American baseball umpire (1928–2013)

Allen Sanford Forman (July 7, 1928 – November 23, 2013) was an American professional baseball umpire. Forman worked in the National League from 1961 to 1965. He also served as a replacement umpire in the American League in 1978 and 1979 for a total of four games. Forman umpired 778 major league games in his seven-year career. He also umpired in the 1962 MLB All-Star Game.

==Early life==
Forman served as a parachute rigger in the Navy and was stationed in Norfolk. While in the military, Forman umpired his first baseball game. Upon his discharge in 1954, he attended Fairleigh Dickinson University for two years and then completed the Al Somers Umpire School in 1956.

==Umpiring career==
Forman umpired in the Florida State League, Northwest League, Texas League and International League before his major league promotion. He worked in the National League from 1961 through 1965. League officials elected not to renew Forman's contract for the 1966 season, saying simply that "we thought someone else could do a better job."

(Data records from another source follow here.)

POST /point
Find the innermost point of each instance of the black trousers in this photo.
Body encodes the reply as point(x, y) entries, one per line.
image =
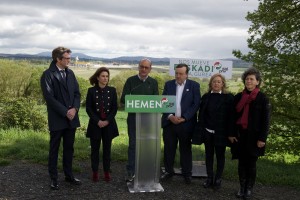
point(68, 136)
point(171, 135)
point(210, 150)
point(247, 169)
point(106, 151)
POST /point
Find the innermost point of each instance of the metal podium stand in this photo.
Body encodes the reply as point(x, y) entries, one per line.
point(148, 109)
point(147, 159)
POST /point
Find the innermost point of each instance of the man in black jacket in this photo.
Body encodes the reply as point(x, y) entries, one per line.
point(61, 92)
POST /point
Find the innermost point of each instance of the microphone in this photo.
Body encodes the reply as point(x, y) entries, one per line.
point(134, 88)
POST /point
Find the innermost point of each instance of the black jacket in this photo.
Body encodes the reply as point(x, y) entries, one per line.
point(258, 126)
point(93, 102)
point(60, 96)
point(224, 121)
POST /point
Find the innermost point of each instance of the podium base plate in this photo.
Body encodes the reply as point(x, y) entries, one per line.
point(154, 187)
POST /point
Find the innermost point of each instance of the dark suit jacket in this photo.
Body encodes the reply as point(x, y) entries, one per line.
point(224, 121)
point(189, 103)
point(258, 125)
point(60, 96)
point(93, 107)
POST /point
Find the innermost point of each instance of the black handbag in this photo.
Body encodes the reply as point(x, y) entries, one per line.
point(198, 136)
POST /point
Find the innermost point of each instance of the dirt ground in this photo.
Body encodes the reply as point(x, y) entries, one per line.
point(21, 180)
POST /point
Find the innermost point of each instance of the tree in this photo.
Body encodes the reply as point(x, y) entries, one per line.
point(274, 40)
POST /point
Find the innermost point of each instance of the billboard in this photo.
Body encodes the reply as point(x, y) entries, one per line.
point(203, 68)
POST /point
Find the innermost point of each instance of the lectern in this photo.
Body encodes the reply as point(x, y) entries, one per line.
point(148, 109)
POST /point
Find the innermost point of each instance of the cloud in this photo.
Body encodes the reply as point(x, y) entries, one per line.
point(193, 29)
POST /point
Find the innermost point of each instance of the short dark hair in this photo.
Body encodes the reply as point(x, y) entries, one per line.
point(93, 79)
point(252, 71)
point(183, 65)
point(223, 80)
point(58, 53)
point(145, 59)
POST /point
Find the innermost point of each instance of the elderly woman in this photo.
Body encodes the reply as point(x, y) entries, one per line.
point(252, 126)
point(216, 122)
point(101, 107)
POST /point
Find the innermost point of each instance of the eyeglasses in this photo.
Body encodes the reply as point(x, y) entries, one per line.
point(144, 67)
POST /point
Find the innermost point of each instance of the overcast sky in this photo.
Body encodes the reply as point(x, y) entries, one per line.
point(199, 29)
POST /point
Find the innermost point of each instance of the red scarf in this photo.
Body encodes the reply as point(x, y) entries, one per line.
point(244, 104)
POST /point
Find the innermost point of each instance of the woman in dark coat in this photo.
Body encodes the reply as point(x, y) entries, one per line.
point(216, 122)
point(252, 127)
point(101, 107)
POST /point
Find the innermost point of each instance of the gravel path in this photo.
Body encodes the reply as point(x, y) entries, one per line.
point(22, 180)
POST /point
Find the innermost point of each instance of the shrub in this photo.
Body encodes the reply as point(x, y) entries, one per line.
point(23, 113)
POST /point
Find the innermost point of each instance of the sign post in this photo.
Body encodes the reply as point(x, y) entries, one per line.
point(148, 109)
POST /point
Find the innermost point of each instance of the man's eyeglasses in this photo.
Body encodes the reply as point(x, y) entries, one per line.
point(144, 67)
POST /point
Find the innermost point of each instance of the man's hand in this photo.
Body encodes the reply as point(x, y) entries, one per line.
point(176, 120)
point(71, 113)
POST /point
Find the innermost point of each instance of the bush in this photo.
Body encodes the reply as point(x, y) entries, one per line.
point(23, 113)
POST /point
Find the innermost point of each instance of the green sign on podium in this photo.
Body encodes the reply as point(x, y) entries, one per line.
point(150, 104)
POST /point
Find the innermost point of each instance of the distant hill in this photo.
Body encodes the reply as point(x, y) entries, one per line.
point(119, 60)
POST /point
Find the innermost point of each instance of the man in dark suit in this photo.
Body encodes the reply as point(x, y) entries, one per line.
point(179, 126)
point(61, 92)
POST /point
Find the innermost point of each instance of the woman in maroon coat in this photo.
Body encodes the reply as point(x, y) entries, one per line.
point(101, 106)
point(252, 127)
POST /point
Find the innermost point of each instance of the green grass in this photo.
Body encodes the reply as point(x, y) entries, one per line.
point(33, 147)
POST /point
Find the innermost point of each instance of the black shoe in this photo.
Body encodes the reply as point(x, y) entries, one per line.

For brief work stoppages in 1978 and 1979, Forman was a fill-in umpire. In his only game in 1978, he ejected Oakland's Dave Revering after Revering threw a helmet while disputing a call. Forman umpired three games in 1979. By this time, Forman's umpiring work was in the Eastern College Athletic Conference and he worked full-time in sales for a distillery.

==Notable games==
Forman was the second base umpire for the Dodgers-Giants game on August 22, 1965, when Juan Marichal struck John Roseboro with a baseball bat. Forman had been behind the plate two days prior, when Marichal said that he was threatened by Roseboro. Marichal claimed that Forman had overheard the threatening statements.

==Later life==
As of 2010, Forman was still involved with baseball, evaluating umpires in the Coastal Plain League. He died in 2013.